Un joven solía visitar al viejo maestro zen en lo alto de la colina. Día tras día, el maestro le ofrecía enseñanzas con generosidad: parábolas, silencios cargados de sentido, consejos finos como hojas de bambú.
Pero con el tiempo, el joven empezó a sentir que aquellas palabras eran demasiado simples, y su atención se fue desvaneciendo como el humo del incienso.
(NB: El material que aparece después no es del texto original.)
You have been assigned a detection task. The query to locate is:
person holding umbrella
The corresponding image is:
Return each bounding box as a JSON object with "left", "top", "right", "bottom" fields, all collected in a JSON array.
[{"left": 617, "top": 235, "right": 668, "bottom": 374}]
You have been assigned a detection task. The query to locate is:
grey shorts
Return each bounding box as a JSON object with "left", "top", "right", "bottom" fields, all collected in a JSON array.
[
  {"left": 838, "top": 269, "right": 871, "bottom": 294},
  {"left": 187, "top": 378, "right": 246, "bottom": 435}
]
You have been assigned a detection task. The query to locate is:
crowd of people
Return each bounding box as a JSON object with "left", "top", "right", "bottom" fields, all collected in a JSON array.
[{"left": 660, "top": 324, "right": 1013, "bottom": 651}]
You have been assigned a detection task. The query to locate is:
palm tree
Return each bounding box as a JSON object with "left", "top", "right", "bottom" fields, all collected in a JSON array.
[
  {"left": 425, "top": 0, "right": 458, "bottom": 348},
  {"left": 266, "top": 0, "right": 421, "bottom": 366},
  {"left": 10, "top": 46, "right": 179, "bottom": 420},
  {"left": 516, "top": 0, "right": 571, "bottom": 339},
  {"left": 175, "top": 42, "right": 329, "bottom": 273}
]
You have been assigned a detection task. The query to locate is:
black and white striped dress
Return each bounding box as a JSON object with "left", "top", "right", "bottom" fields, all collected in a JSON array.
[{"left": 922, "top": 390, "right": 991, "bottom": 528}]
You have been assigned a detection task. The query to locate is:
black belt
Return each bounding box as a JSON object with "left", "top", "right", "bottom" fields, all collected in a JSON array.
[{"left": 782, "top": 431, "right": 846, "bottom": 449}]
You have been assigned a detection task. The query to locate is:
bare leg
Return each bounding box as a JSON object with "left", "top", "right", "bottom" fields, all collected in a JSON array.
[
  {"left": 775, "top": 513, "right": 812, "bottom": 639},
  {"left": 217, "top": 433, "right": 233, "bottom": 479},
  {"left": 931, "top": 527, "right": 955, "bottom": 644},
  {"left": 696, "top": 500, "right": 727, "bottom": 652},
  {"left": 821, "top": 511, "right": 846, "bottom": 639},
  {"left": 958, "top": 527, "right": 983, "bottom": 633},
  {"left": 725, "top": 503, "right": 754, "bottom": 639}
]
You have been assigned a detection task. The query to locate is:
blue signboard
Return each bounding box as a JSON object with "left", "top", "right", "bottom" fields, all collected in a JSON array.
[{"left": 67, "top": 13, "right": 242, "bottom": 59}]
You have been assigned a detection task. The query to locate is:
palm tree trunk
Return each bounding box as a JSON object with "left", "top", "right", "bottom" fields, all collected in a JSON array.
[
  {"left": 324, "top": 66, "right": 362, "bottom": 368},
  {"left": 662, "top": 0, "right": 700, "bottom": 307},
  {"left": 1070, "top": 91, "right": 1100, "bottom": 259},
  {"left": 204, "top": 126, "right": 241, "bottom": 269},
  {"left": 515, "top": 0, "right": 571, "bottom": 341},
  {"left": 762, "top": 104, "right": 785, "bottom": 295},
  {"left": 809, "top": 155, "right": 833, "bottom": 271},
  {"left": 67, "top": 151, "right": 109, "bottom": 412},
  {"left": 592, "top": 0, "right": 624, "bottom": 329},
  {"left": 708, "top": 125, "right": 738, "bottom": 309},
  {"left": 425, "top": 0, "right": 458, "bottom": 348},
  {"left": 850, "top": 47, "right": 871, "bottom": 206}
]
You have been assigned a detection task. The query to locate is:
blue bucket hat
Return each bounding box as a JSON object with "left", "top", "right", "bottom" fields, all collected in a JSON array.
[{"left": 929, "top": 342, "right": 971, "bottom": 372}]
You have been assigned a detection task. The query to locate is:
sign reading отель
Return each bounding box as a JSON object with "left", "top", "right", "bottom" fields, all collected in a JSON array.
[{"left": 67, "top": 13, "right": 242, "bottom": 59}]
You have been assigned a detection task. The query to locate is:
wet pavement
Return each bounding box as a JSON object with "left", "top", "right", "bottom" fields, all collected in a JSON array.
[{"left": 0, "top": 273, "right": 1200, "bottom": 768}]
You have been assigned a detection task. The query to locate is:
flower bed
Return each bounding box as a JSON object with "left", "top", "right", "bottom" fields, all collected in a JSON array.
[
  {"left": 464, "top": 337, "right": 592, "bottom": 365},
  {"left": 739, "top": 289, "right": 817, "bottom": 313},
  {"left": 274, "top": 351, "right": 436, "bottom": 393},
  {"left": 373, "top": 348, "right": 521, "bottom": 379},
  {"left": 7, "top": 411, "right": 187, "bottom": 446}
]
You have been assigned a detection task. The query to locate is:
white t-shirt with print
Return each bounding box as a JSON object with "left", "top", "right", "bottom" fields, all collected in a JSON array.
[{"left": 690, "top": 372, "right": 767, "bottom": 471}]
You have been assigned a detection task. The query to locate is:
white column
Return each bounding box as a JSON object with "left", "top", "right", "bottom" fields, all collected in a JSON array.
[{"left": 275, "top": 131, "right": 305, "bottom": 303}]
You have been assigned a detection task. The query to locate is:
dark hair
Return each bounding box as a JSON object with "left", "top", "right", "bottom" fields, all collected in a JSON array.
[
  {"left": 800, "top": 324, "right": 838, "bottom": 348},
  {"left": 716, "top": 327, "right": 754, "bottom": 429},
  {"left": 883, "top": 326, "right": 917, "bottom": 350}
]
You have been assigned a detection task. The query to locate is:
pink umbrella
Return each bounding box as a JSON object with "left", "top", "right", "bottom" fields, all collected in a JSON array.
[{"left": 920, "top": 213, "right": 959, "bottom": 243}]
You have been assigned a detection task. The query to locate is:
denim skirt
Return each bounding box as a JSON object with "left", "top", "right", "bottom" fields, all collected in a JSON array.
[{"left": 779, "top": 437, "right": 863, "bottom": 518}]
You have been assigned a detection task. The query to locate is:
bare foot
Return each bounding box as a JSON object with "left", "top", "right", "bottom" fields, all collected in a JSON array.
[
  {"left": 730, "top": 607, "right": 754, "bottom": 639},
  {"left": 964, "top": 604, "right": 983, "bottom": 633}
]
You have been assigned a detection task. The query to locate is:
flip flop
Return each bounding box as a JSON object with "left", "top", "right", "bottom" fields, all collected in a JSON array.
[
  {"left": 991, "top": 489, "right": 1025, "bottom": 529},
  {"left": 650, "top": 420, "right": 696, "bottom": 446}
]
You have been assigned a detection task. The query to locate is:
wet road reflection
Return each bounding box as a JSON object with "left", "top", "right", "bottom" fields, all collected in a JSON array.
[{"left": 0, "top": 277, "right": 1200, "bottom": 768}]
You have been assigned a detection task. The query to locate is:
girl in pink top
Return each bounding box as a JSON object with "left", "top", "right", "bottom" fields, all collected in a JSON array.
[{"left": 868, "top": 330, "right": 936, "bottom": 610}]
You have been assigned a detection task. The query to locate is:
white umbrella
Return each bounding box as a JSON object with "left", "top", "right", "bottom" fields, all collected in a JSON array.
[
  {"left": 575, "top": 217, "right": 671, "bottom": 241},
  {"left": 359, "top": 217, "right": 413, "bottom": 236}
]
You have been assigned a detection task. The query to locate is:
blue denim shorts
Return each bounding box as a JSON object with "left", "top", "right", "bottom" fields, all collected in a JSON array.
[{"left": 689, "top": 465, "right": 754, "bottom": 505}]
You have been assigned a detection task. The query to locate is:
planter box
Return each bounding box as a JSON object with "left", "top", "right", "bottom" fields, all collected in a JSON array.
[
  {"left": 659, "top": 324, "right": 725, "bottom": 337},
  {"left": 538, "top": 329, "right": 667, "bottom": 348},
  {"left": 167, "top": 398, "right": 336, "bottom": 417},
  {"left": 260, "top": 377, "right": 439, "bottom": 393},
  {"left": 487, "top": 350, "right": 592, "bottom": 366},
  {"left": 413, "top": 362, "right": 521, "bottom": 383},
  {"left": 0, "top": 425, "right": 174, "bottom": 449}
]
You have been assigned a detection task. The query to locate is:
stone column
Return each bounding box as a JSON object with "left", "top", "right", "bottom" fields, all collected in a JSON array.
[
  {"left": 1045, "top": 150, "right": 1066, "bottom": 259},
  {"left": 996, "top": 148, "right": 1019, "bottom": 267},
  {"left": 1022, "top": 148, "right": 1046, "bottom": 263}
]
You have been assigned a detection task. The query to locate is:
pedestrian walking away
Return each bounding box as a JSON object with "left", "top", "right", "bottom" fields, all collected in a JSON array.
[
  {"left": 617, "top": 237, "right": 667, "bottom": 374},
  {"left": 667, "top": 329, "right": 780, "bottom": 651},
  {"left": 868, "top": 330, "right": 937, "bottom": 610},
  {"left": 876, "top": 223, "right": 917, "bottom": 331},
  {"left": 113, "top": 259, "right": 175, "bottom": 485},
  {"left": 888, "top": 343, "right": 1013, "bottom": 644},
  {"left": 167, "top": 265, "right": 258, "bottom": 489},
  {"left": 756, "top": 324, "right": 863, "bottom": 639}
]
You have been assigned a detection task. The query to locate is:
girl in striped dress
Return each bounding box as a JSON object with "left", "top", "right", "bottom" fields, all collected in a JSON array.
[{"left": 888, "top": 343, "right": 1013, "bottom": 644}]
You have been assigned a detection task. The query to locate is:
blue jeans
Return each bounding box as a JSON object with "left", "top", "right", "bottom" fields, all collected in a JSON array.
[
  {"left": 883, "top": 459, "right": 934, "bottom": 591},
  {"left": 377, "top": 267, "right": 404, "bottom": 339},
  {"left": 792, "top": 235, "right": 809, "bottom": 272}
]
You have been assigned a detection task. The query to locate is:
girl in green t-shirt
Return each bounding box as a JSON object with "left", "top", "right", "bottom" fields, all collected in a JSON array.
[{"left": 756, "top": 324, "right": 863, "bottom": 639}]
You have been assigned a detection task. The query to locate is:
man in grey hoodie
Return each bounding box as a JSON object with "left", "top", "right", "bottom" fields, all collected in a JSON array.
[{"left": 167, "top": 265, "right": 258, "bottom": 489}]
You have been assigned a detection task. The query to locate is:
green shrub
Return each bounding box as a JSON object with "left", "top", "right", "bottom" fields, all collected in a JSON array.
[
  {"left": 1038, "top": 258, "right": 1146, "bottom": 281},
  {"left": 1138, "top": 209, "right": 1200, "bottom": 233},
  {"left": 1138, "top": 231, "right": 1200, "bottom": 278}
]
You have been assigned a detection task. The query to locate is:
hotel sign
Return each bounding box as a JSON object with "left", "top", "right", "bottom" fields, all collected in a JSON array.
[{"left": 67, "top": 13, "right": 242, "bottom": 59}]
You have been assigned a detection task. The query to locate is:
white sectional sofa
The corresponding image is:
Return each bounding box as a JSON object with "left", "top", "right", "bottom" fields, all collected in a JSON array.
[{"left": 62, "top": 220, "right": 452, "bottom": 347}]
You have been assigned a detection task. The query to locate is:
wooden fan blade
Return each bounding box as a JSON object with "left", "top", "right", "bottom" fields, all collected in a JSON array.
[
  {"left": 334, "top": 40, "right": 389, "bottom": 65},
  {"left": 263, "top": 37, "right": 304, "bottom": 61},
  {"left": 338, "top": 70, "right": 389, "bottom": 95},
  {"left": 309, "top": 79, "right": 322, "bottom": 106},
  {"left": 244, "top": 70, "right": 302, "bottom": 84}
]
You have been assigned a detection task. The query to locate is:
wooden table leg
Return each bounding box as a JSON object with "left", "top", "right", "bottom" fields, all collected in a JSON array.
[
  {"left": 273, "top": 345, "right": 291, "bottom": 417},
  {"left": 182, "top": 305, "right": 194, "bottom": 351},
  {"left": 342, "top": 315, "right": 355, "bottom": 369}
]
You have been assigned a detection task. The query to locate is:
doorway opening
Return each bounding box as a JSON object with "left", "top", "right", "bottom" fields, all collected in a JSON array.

—Gracias, maestro —decía con cortesía—, pero ya conozco eso.
El maestro no dijo nada. Solo sonrió y, al día siguiente, le entregó una piedra de aspecto curioso, brillante pero discreta.
—Ve al mercado —le dijo—. Muestra esta piedra y pregunta cuánto pagarían por ella. No la vendas. Luego regresa.
El joven fue. En el mercado, los vendedores le ofrecieron apenas unas monedas. Unos se rieron, otros la ignoraron.
El maestro, al escuchar esto, asintió con calma:
—Ahora llévala a la joyería más fina del pueblo.
Allí, el joyero la examinó con ojos abiertos como lunas y ofreció una fortuna. El joven, sorprendido, regresó corriendo.
—¡Maestro! ¡No lo puedo creer! Esa piedra vale más que todo lo que tengo.
El maestro asintió y le dijo:
—El conocimiento es como esa piedra.
Cuando lo da alguien cercano, sin pedir nada, se vuelve invisible.
Pero si lo cobra un extraño, se vuelve valioso.
El joven bajó la mirada.
—Entonces, ¿debo cobrar por enseñar, maestro?
El maestro se levantó, recogió otra piedra común del suelo y la puso en su mano.
—Puedes cobrar si eso abre ojos.
Pero nunca confundas valor con precio, ni cercanía con falta de sabiduría.
Koan:
¿Qué pesa más: una joya ignorada en la palma de un amigo, o una piedra cualquiera en la vitrina de un desconocido?